Lindsay Taylor gave her normal informative introduction to Steven Spielberg’s latest epic War House (2011) at a recent Robert Burns Cinema’s Film Club evening. The cinema was approximately 75% full to hear her tell us that War Horse started life in the Devon village of Iddesleigh the home of author Michael Morpurgo. In 1982 he wrote the children’s novel after meeting World War 1 veterans who one way or another were involved with horses during the Great War, these animals were used for cavalry, pulling cannons, ambulances and various other vehicles. When Morpurgo looked into the subject further he discovered that the death toll among these beasts was horrendous. Out of the million horses that were transported abroad to assist the war effort only 62,000 returned. But in saying that the British male population was greatly devastated and it is reckoned that 886,000 men died, 2% of the total population. Lindsay went on to tell us that the book was adapted from a very successful stage play by Nick Stafford in 2007 which she had the privilege of seeing at the Royal National-Olivier Theatre on the South Bank in London which combined puppetry (the horses) with live action. Although the author had tried to adapt his book into a film screenplay previously it was not until the end of 2009 when Dream Works acquired the rights for the book and Lee Hall along with Richard Curtis successfully wrote a screenplay based more on the narrative approach of the play rather than the book, using real horses and not using the animal to narrate the story. The film is about the life of one particular horse and follows him from his birth before the war, his relationship with various people including a Devon farm lad and his family, a British cavalry officer, a stint in the German army and an old French jam maker and his granddaughter.

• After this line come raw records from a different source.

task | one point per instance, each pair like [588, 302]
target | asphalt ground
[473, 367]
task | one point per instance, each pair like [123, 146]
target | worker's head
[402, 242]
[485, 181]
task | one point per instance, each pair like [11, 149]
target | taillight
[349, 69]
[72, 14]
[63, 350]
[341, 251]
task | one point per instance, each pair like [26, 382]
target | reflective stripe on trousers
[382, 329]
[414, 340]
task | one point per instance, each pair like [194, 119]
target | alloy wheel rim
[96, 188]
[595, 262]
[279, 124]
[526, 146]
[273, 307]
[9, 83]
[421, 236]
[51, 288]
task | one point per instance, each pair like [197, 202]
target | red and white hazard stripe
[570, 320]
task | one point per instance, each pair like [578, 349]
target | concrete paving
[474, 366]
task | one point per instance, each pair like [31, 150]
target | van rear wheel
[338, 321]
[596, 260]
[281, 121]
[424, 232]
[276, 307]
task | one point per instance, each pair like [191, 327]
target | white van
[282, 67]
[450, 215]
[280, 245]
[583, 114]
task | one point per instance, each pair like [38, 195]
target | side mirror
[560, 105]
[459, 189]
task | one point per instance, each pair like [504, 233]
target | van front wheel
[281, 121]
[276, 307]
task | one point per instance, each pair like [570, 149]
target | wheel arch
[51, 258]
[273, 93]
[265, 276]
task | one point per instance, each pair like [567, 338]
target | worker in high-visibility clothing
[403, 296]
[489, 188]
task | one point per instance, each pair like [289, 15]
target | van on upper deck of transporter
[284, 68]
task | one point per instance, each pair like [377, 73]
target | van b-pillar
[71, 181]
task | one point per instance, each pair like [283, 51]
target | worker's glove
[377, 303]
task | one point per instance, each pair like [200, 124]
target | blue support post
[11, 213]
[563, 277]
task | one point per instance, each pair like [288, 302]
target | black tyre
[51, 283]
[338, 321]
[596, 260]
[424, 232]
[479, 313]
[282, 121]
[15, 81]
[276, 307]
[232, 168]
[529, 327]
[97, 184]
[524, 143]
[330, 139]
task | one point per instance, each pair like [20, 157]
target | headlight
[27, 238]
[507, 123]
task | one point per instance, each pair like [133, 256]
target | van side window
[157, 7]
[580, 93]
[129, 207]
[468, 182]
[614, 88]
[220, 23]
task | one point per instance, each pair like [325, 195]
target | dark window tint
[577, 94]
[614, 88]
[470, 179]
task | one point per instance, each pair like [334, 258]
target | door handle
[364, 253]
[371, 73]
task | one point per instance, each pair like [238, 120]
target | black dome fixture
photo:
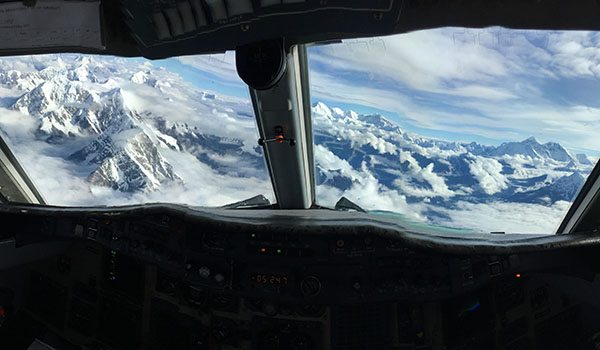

|Technically proficient but..........|
I suppose it will not come as a surprise that this film will be an obvious success in this country taking into account the British love of all things furry. But if you remove your animal loving blinkers I think your find that this episodic saccharine coated sanitised period piece is probable one of the worst picture’s Mr Spielberg has inflicted upon us since The Adventures of Tin Tin (2011). Don’t get me wrong its technically very proficient, although it does appear to have been filmed through a haze of false sentimentality, with chocolate box Dartmoor never looking more Hollywood. If you’re not sure when to feel emotional or when to cry or even laugh you have a John Williams soundtrack as your guide. Then there’s the acting, done with a splendid soullessness and considering the calibre of the actors on show is very dire, even RBC’s old friend Peter Mullan gives his best “caught in the headlights” approach to acting, sorry Peter stick with Paddy and you won’t go far wrong! A film that is full of flag waving patriotism that glorifies the death of mainly working class cannon fodder. Bland un-engaging overlong drivel. The Gone with the Wind ending was the final straw.